Lads love beer, Lads love birds (women), but most of all Lads love lads. Now, I’m not saying we (yes, I am counting myself in this members only club of alpha-males) want to bum each other, but a group mentality is definitely the bedrock upon which the ‘laddish’ attitude is founded. The upshot of this is that you always have a group of mates whom you can wholly rely on, however, it also results in most issues being trivialised (sometimes frustratingly) into ‘cracking banter’, because “we don’t do any of that serious feelings or emotions stuff…we’re Lads!”
Take for instance, sex. At best, two people who wish to express the intensity of their love, doing so in the most intimate way they can. At worst, it could merely result in the provision of an amusing story the next day. The lads congregate, drinking pints of water and tea in an attempt to nurse a hangover, whilst merrily reminiscing about the night just gone to a soundtrack of 90s ‘club bangers’ and intermittent Spotify ads. In this instance, last night’s ‘romantic’ endeavours are in aid of reputation and plaudits from the rest of the horde.
Even after an unsuccessful ‘night on the tiles’, and in a bid to uphold one’s Laddishness, shouting “Darlin’…Noiiice!” at any female straggler, stumbling home from an ARU night is also sufficient. However, in reality, the only ‘noiiice’ things this ‘Lonely Lad’ has to look forward to are a kebab and a blurry eyed wank. Nevertheless, the result of this petty attempt to salvage the remnants of his night is a tale of harassment and chauvinism. Job done, cue “Wheys!” and pats on the back the next morning.
Now ladies, please don’t over-analyse this and create the mental image of Neanderthals in society ties. Before you shriek with horror at such a picture, we are not simply sexist arseholes who constantly have a finger or two shoved up said nether region (apart from a few). Need I remind you of your tuneful mantra: “girls just wanna have fun!” – well for Lads it’s quite the same, the only difference being that our mantra is a monotonous, shouty, one-word, self-referential tricolon: “LADS, LADS, LADS!”

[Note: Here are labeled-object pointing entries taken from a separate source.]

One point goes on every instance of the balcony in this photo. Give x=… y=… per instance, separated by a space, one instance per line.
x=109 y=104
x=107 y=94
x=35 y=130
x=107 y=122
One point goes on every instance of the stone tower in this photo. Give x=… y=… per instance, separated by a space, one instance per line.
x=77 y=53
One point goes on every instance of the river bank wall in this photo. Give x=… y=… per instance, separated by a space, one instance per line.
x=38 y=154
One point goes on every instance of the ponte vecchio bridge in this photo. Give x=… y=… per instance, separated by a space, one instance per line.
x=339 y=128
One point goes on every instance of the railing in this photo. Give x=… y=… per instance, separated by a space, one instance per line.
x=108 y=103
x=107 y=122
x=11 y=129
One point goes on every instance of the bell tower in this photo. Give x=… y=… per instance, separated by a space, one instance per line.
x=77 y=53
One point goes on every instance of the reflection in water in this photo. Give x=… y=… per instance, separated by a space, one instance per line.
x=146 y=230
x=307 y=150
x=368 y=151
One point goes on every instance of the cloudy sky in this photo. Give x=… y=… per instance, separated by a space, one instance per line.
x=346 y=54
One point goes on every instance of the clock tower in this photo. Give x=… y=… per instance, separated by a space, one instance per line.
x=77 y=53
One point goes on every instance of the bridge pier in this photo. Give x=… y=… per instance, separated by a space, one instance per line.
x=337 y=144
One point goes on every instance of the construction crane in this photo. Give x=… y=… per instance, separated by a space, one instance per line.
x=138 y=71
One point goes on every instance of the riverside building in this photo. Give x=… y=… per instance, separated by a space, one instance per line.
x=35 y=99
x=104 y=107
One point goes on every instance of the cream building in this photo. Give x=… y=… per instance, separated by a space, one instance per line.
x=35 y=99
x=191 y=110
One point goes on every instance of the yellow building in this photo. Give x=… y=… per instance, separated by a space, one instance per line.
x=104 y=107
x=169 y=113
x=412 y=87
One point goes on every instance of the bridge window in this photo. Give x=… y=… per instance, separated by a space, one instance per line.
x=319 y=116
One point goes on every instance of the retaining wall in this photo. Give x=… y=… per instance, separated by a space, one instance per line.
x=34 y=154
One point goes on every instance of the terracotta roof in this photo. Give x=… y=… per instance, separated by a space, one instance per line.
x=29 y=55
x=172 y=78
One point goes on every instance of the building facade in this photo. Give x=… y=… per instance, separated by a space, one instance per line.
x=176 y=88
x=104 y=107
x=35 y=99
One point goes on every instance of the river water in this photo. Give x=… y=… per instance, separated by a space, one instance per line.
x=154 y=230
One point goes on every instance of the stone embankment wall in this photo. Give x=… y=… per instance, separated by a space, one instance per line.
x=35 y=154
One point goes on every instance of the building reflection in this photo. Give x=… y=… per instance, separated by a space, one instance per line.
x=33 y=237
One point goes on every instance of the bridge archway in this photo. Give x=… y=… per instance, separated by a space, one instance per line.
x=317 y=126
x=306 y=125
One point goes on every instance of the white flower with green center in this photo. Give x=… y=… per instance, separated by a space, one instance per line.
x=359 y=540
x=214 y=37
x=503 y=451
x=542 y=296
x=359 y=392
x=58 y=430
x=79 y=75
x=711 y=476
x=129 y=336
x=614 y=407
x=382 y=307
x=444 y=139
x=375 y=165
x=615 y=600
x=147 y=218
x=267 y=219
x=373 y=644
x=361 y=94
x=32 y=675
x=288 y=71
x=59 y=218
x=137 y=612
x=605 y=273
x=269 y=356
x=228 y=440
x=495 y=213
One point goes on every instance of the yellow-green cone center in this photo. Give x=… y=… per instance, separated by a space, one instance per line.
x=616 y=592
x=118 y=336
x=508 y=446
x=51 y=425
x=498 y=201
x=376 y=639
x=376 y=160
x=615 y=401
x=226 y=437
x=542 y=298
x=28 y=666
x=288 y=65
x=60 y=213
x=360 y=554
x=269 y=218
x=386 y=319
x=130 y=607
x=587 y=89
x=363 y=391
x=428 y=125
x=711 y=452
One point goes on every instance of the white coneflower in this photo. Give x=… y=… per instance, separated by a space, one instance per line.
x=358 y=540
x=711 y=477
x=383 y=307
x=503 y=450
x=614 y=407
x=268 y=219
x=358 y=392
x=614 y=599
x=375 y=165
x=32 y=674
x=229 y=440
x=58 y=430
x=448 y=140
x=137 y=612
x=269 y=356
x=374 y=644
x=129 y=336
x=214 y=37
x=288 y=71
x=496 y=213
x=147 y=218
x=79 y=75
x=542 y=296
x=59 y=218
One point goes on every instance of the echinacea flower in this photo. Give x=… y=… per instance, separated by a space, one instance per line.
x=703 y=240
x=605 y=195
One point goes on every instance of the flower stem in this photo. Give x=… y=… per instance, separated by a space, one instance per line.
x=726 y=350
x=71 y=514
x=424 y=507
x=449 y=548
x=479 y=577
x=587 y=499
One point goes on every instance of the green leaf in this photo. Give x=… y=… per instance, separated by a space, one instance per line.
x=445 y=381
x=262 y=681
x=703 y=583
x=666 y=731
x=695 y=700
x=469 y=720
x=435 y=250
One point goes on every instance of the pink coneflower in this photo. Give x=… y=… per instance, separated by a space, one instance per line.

The reality is that many of us are nicely brought up boys from middle-class families, hardworking and genuinely approachable (or something non-threatening along those lines). It is just the case that when we gravitate towards each other we feel the need to re-enact some Guy Ritchie movie, starring Danny Dyer, Michael Caine, Vinnie Jones and other well known generic ‘wide-boys’. They shag lots of birds…but then again they shoot lots of people. That’s beside the point; the ‘Lad’ has replaced the ‘Gent’.
At a deeper, psychological level, it may be argued that such behaviour is an ironic rebellion against the very real possibility of owning a wardrobe full of suits and a shooting stick in the near future. However, despite viewing ‘Laddish’ behaviour as mere pretence, it is an escape from the Cantabrigian model of manhood, that’s why it’s so much fun. Who wants to read GQ when, for now, we can read Nuts? Who wants to woo the ladies when we can ‘schweff on birds’? Who wants to be a Gentleman when, for these final years, we can be LADS?